Overview
Recently I spent some time on a paper of SIGMOD 2019. It is a paper that optimizing an old algorithm based on model architecture of computer. We can learn some methods of programming skills to optimize algorithms.
The paper is:
It is about a classical algorithm “Interpolation Search”. There are some interesting paper that discussing the complexity analysis of this algorithm. You can find more from the refs of papers and I list some of them here and will discuss some in the following sections.
- Perl, Yehoshua, Alon Itai, and Haim Avni. “Interpolation search—a log log N search.” Communications of the ACM 21.7 (1978): 550-553.
- Yuan, Simon. “‘Understanding the complexity of interpolation search.” Retrieved on April 20 (2019).
Throughout this blog, I will only focus on the uniform distribution assumption on data. It covers the main skills of this paper.
Classical problem and Ideas
Given a vector of numeric data with length N
that is already sorted, and a target value T
that might or might not in the vector. Return the index of the target if found, otherwise return None.
This classical searching problem in a sorted data set is familiar to every programmer that I am sure that binary search is the first thing come to our mind. Binary search will cut off at least half of the data each probe so that the worst time complexity of binary search is O(log(n))
.
But computer scientists always ask if we can do better? Sometimes if we take statistical information into consideration we may outbreak some boundaries. (Diversion: bucket sort is such an example that outbreaks nlog(n)
.)
So, based on the data is uniformly sampled from some random variable, how about predicting the accurate index of the target and then jumping into that place to probe?
This skill can be viewed as another concrete implementation of probe-cut based search algorithm. Perl, Yehoshua 1978 had an abstract description of the search procedure.
Based on the strategy of choosing the probe-index, we will jump into a new state with invariant assumption (data is uniformly distributed). A new state is just a state with data range changed. (Diversion: can we do better or do more work on this?)
The loglog(N)
complexity is interesting and for the detailed analysis please refer to the papers I list above. Paper Yuan, Simon 2019 gave a time complexity bound formula: T(n) \le \hat{C} + T(\sqrt(n)). This formula is straightforward based on the tree model, I am still trying to find its asymptotic solution using analytical combinatorics and I believe it should have been studied.
Skills of this paper to improve performance
This section is the core of this blog that what we can learn from this SIGMOD paper. The following picture shows all the skills of this paper. It tries best to reduce the cost of the loop body: cache friendly, float number computing optimization.

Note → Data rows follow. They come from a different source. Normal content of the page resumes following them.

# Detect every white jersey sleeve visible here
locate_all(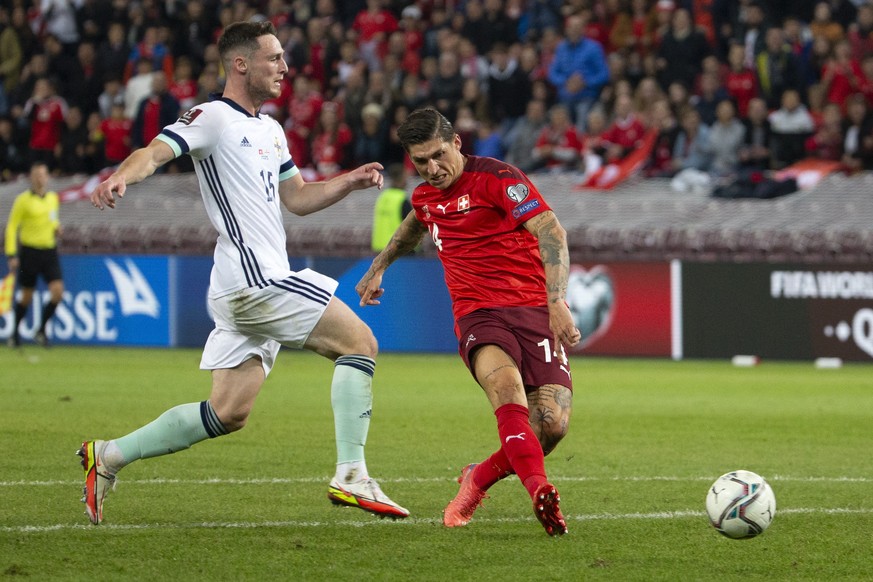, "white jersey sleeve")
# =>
[157,98,300,297]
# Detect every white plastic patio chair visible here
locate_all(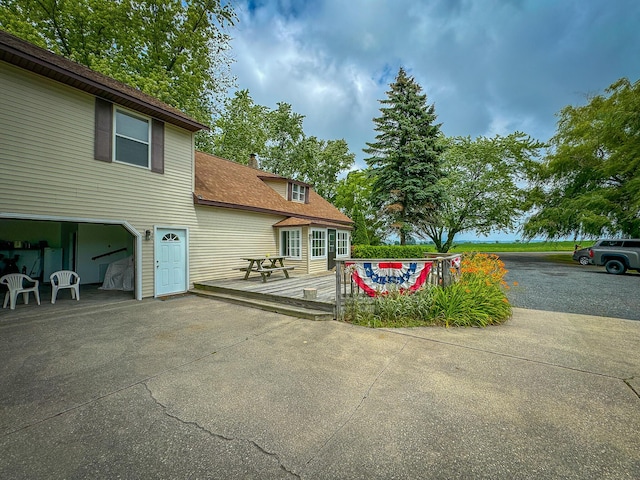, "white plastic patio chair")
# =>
[0,273,40,310]
[49,270,80,303]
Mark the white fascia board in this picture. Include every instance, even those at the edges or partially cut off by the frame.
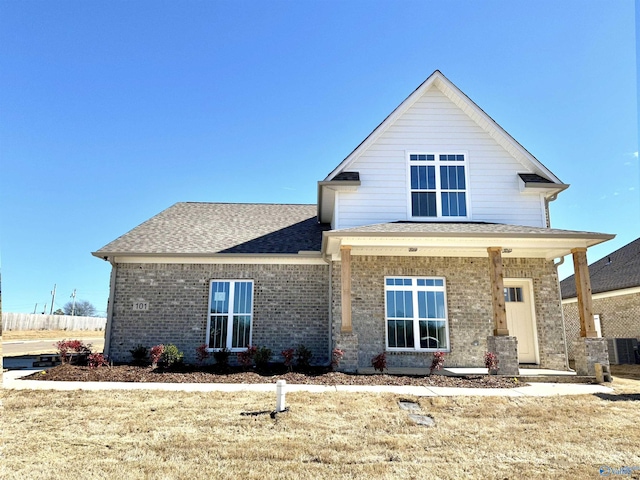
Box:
[518,177,570,198]
[97,252,326,265]
[435,78,562,184]
[562,287,640,305]
[318,180,361,223]
[323,234,613,260]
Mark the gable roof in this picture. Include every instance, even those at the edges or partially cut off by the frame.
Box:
[560,238,640,298]
[325,70,567,188]
[93,202,329,258]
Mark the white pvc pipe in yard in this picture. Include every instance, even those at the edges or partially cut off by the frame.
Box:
[276,380,287,412]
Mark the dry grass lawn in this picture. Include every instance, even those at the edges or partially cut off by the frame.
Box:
[0,367,640,480]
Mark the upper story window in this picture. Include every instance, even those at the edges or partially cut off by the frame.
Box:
[207,280,253,352]
[409,153,467,218]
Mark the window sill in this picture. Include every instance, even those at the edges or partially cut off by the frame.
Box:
[385,348,451,355]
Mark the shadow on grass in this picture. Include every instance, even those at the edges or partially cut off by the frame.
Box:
[595,393,640,402]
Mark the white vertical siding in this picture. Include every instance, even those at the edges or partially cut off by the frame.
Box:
[335,86,546,228]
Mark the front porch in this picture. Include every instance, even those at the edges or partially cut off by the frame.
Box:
[357,366,596,383]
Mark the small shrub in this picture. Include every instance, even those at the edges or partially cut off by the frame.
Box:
[213,347,231,367]
[484,352,499,373]
[129,344,149,365]
[429,352,444,375]
[253,347,273,370]
[296,344,313,370]
[149,344,164,368]
[160,343,184,368]
[54,340,91,365]
[371,352,387,373]
[196,343,211,365]
[89,353,109,370]
[280,348,296,371]
[238,345,258,368]
[331,348,344,370]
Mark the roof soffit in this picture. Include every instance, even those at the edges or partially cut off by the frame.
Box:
[325,70,562,184]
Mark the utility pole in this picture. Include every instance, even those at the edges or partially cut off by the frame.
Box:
[71,288,76,317]
[45,283,56,315]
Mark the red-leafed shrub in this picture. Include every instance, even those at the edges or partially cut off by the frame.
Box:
[196,343,211,365]
[54,340,91,364]
[238,345,258,368]
[280,348,296,371]
[89,353,109,370]
[331,348,344,370]
[149,344,164,368]
[484,352,499,373]
[371,352,387,373]
[429,352,444,375]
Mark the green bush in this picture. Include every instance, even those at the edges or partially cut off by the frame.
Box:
[160,343,184,367]
[253,347,273,370]
[296,344,313,370]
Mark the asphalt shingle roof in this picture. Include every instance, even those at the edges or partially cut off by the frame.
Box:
[518,173,553,183]
[95,202,330,256]
[560,238,640,298]
[333,172,360,181]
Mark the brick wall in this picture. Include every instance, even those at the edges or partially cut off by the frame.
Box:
[110,264,329,363]
[332,255,565,369]
[563,293,640,360]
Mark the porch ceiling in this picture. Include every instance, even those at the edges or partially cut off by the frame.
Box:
[322,222,614,260]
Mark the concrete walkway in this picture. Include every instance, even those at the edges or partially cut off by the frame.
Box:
[2,369,613,397]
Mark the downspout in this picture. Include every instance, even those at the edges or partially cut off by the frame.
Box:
[553,255,574,372]
[104,257,117,356]
[324,255,333,365]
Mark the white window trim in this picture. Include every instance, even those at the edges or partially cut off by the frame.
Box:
[384,275,451,352]
[405,149,471,222]
[205,278,255,352]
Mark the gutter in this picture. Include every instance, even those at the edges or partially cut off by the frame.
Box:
[553,255,575,372]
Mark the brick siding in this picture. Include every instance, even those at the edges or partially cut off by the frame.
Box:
[109,264,329,364]
[563,293,640,360]
[332,255,566,369]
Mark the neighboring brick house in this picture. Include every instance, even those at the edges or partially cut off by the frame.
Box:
[560,238,640,359]
[94,71,612,374]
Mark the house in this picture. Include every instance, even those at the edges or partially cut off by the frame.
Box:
[560,238,640,362]
[93,71,612,374]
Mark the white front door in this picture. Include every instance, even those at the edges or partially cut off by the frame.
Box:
[504,279,538,363]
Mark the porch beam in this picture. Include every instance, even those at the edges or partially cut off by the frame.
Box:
[571,248,598,338]
[340,245,353,333]
[487,247,509,336]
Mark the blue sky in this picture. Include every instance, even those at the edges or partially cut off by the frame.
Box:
[0,0,640,313]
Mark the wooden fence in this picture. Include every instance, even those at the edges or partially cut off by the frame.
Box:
[2,312,107,331]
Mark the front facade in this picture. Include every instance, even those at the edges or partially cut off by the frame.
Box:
[94,71,611,373]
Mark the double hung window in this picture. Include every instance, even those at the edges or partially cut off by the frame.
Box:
[207,280,253,351]
[384,277,449,351]
[409,153,467,218]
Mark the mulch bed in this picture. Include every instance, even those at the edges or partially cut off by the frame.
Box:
[23,364,522,388]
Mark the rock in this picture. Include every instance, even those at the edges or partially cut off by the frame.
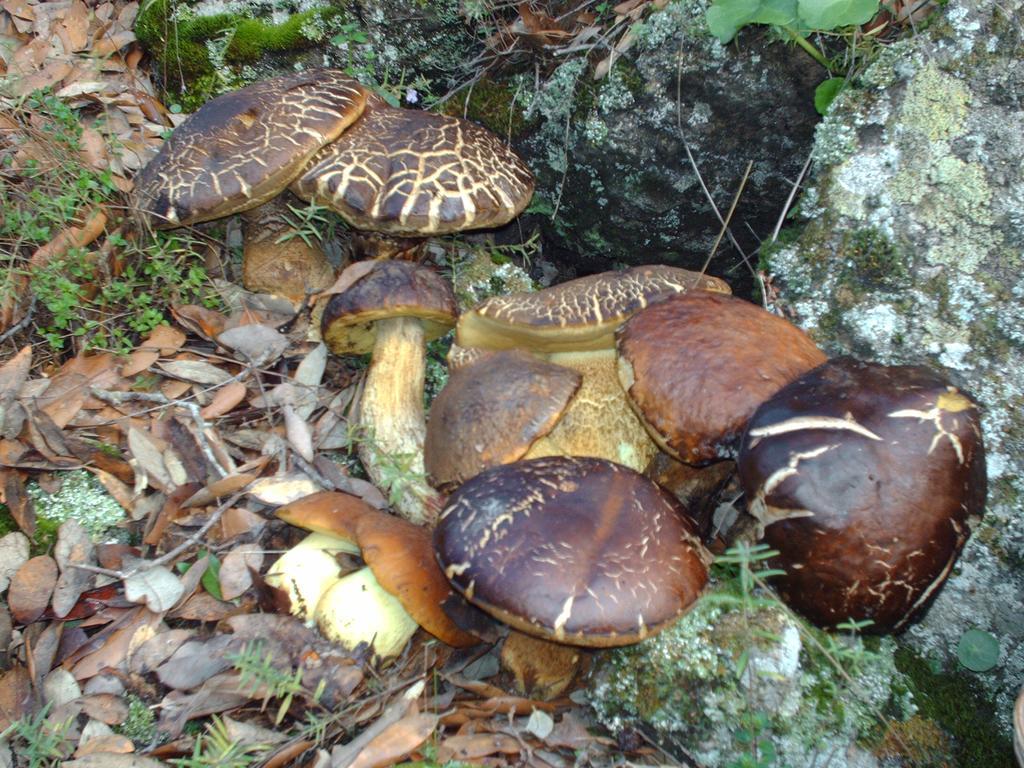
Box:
[590,585,913,768]
[766,0,1024,753]
[515,0,824,280]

And we focus on the algorithm for uniformly distributed data:

Guard
This idea is quite simple: when we are quite close to the target, let’s just do sequence scan search. Sequence scan is much more friendly to the modern cache architecture. And for sequence scan search, the algorithm use a skill to save a cmp and branch instruction.

This part of skill can be summarized in one sentence: write data-cache friendly code and locality friendly code.
Another thing is loop-unrolling, but I do not get much point from the SIP algorithm itself.

Slope reuse and Fixed-point arithmetic
The kind of optimization skills is about numeric computation. Slope reuse is an approximation algorithm that breaks the classical algorithm’s analysis logic. Not to compute slope in each iteration surely saves a lot of things, but what we are missing? Is the bound of the algorithm still log log (N)
? It is not as easy to prove and analyze as just to give out an idea. I do not have the answer for the question now.
For FIXED-POINT ARITHMETIC again this is sort of approximation and how it affects the speed of convergence is not analyzed.
This two skills combined together can reduce the div instructions in the core loop so that improves the performance.
My own thoughts
lack of math
The paper only use simulation to “prove” its conclusion, it lacks of some math analysis and that part may be very difficult. For example, when we are close to the target, we just turn to sequence scan, this is intuitive but what accurate improvement does this method bring?
What will never be out-of-date?
This algorithm was studied long before about (70-80 years ago I believe) and now it appears again in the top conf of computer science. I believe there are many many many such kinds of classical algorithms that we could|should study them again. Or in other words, as an engineer, we should always keep spending some time learning fundamentals, the analysis will sharp our mind and together with new techniques it may create new values.